Venezolanischer Präsident kündigt Petro-finanzierte Krypto-Bank an

Der venezolanische Präsident Nicolás Maduro kündigte den Start einer vom Petrofinanzierten Krypto-Bank an, um Initiativen von Jugendlichen und Studenten zu unterstützen. Das geht aus einem Bericht des von der lateinamerikanischen Regierung gesponserten Nachrichtenportals TeleSur vom 3. Mai hervor.

Während der Rede für den Chamba Juvenil Plan, ein soziales Programm, das Arbeitsplätze für Jugendliche fördert, betonte Maduro auch, dass Universitäten ihre eigenen Krypto-Mining-Farmen brauchen, um die nationale Wirtschaft zu unterstützen.

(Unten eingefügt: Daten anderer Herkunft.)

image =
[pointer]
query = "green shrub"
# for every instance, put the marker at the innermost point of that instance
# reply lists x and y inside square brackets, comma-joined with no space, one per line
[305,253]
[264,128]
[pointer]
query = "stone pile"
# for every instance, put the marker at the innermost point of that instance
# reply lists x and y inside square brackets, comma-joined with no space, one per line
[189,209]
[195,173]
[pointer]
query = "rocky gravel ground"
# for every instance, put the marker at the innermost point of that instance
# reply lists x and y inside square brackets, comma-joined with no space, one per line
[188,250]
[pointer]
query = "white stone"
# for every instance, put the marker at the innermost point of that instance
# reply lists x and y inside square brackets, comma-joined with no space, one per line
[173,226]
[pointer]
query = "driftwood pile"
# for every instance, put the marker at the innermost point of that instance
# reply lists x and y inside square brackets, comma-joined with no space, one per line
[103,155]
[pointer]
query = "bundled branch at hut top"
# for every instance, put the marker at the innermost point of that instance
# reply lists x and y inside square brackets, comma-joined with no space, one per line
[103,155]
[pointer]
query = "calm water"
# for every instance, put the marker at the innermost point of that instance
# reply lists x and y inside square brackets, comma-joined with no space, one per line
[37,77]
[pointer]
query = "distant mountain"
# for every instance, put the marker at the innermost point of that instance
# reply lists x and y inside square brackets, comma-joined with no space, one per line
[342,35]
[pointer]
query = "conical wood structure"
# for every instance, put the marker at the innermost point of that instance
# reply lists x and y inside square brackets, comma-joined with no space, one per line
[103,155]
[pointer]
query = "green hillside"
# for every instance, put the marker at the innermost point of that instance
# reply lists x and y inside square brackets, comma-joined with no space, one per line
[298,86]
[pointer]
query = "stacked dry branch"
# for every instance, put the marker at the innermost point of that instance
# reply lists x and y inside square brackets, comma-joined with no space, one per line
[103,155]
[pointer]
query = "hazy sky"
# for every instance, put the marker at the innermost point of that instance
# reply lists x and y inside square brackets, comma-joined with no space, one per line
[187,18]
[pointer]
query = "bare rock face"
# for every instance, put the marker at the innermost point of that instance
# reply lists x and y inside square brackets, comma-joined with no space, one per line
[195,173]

Die digitale Kryptobank soll mit 20 Millionen Petro - Venezuelas staatliche Kryptowährung - finanziert werden. Die Kryptowährung ist laut Maduro umgerechnet etwa fast 1 Mrd. Euro wert. Der Petro-Vorverkauf, der vom 20. Februar bis 19. März stattfand und Berichten zufolge umgerechnet 3,1 Mrd. Euro von 127 teilnehmenden Ländern sammeln konnte. Die Initiative hat weltweit Fragen zur Rolle der nationalen Kryptowährung in der Weltwirtschaft aufgeworfen. Insbesondere im Hinblick auf die aktuellen westlichen Wirtschaftssanktionen gegen Venezuela.

Da die venezolanische Wirtschaft derzeit eine Hyperinflation hat, ist der Einsatz von dezentralisierten Kryptowährungen wie Bitcoin (BTC) für Bürger, die Krypto als eine risikoärmere Investition als den venezolanischen Bolivar betrachten, attraktiver geworden.